Alors ce film est une tempête de souvenirs et de bonheur, oui de bonheur de retrouver tous ceux qui nous ont quittés, que nous avons dû laisser partir, le souvenir de leur joie de vivre, de leur envie de vivre, de leur courage pour survivre, alors même qu’ils savaient, beaucoup d’entre eux, qu’ils ne survivraient pas et que c’était un simple compte de jours supplémentaires, résiduels. Combien nous avons aussi vu de gens se détourner, d’amis disparaître, de collègues ne plus nous parler, sinon du bout des dents, ne plus nous saluer, sinon du bout des ongles, ne plus prendre le café avec nous, sinon avec des pincettes, et bien sûr toujours des gants en plastiques, pas ceux de la courtoisie ou de la délicatesse.

Et nous l’avons entendue si souvent cette phrase absurde : « Ce sont tous des PD ! » et certains ajoutaient des phrases encore plus cruelles et absurdes : « C’est bien fait pour ces pervers ! C’est le jugement de Dieu ! » et je ne dirai pas les phrases entendues ici et là, y compris dans les médias, qui se centrent sur certaines parties du corps humain réduit, le corps tout entier bien sûr, corps et âme, à une bonde nauséabonde.

Ce film est alors un miracle car il met l’accent sur l’action d’abord, l’action contre ceux qui bloquaient, contre ceux qui rejetaient, l’action dure et spectaculaire, faite de sang — même faux — et de mots d’ordre accusateurs. Mais il met tout autant l’accent sur l’amour, un amour fou entre un séronégatif et un séropositif, celui-ci en train de mourir et que l’on va suivre jusqu’à sa mort, dans le nouvel appartement de son ami, avec sa mère dans le séjour. Et cet ami au milieu de la nuit aura le geste plein de compassion et d’empathie qui va libérer son ami de la souffrance permanente et de la frustration face à la fin qu’il sait inéluctable seulement dans quelques jours, au plus et au plus tard. La morphine libère parfois l’âme de la souffrance du corps.

Rose gay et rouge sang

Et ce corps en cendres sera pulvérisé et saupoudré dans les petits fours d’un cocktail d’une firme pharmaceutique quelconque.
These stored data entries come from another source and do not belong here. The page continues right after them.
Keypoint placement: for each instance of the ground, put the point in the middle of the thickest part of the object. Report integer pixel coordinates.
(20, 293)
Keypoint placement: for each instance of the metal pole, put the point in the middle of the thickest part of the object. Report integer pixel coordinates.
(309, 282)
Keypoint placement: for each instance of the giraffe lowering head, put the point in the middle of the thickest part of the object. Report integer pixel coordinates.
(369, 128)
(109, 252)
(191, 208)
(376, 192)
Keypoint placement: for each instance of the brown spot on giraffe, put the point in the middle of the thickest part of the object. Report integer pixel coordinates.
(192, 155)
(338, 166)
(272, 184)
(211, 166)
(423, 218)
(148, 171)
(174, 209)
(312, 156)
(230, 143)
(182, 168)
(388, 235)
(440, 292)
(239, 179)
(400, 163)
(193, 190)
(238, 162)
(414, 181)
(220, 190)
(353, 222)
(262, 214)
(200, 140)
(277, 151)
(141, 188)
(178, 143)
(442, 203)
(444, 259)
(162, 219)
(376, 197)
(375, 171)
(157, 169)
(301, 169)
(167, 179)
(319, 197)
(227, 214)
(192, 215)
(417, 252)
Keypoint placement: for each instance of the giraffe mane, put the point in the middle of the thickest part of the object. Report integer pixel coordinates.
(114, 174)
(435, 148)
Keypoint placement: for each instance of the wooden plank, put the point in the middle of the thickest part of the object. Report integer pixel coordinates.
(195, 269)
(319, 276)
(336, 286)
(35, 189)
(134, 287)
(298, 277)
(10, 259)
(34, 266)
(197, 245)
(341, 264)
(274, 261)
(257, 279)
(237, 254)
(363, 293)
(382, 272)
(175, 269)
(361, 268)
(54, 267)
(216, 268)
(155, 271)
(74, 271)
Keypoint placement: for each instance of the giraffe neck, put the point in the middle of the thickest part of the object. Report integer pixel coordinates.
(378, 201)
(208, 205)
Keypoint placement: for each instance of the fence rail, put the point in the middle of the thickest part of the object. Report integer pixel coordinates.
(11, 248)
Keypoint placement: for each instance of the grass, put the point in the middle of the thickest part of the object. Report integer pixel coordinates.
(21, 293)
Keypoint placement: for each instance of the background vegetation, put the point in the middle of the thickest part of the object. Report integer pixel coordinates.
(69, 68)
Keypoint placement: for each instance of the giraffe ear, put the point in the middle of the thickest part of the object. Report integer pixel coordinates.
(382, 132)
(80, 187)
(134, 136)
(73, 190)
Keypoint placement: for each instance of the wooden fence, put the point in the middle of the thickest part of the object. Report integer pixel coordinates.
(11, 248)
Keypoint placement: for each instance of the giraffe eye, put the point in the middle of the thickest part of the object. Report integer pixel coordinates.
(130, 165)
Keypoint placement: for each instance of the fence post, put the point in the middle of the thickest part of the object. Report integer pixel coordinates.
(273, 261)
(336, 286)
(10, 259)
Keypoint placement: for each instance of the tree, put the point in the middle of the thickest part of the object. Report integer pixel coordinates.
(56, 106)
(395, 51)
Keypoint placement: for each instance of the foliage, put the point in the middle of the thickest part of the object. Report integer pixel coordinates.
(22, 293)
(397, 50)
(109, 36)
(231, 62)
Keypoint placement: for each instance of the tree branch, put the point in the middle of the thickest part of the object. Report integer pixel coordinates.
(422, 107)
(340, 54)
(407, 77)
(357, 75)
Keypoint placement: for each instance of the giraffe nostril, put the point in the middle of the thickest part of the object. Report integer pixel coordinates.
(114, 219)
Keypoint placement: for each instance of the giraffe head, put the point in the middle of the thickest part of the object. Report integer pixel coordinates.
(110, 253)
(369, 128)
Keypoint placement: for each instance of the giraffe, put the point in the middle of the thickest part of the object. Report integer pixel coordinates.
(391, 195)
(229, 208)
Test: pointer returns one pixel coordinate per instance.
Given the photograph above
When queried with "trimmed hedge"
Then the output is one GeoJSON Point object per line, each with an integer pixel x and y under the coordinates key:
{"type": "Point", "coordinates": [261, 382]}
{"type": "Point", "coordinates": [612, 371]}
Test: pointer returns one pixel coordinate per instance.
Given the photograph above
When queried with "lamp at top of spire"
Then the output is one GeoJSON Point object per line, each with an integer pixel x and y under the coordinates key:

Et qui sait que le professeur Luc Montagnier a été brutalement mis à la retraite à l’âge de 65 ans par l’Université de Paris où il avait cependant identifié le virus du SIDA. L’université française laissera à la Norvège le soin de lui donner un prix Nobel en 2008 à l’âge de 76 ans.

« L’université chinoise s’est également engagée à fonder un institut à son nom.

« Âgé de 78 ans, le célèbre médecin, actuellement PDG du laboratoire de recherche Nanectis Biotechnologies et directeur de la Fondation mondiale recherche et prévention sida poursuit donc sa carrière à l’étranger.

« Luc Montagnier a été contraint par la loi française, de prendre sa retraite à 65 ans. “Une mesure scélérate, scandaleuse, qui risque de provoquer une fuite de cerveaux français”, avait-il jugé en 1997. Il avait alors décidé de s’exiler aux Etats-Unis pour créer un centre de biologie cellulaire et moléculaire, avant d’arrêter en 2001, faute de financements.

L’amour est à deux, généralement

« Pour sa part, le président du comité du parti communiste de l’université, Zhang Jie, a estimé que le recrutement du prix Nobel témoignait du “rapide développement de l’économie, des sciences et technologies, de l’éducation — et notamment de l’éducation supérieure — chinoises” , au cours de la cérémonie de nomination de Luc Montagnier le 18 novembre dernier. » (France Info, 1er Novembre 2011)

Même si nous sommes plus de trente ans après les affres de cette épidémie, il est bon qu’un film sorte pour nous dire que l’amour est une belle chose et que dans chaque crise humaine les pires sectarismes et intégrismes se donnent rendez-vous jusqu’au plus haut de l’état et des églises, sans mentionner les écoles dignes des pires ignominies parfois, pour rejeter, salir, souiller, et excommunier, faute de pouvoir exterminer, ceux qui sont les victimes de cette crise humaine.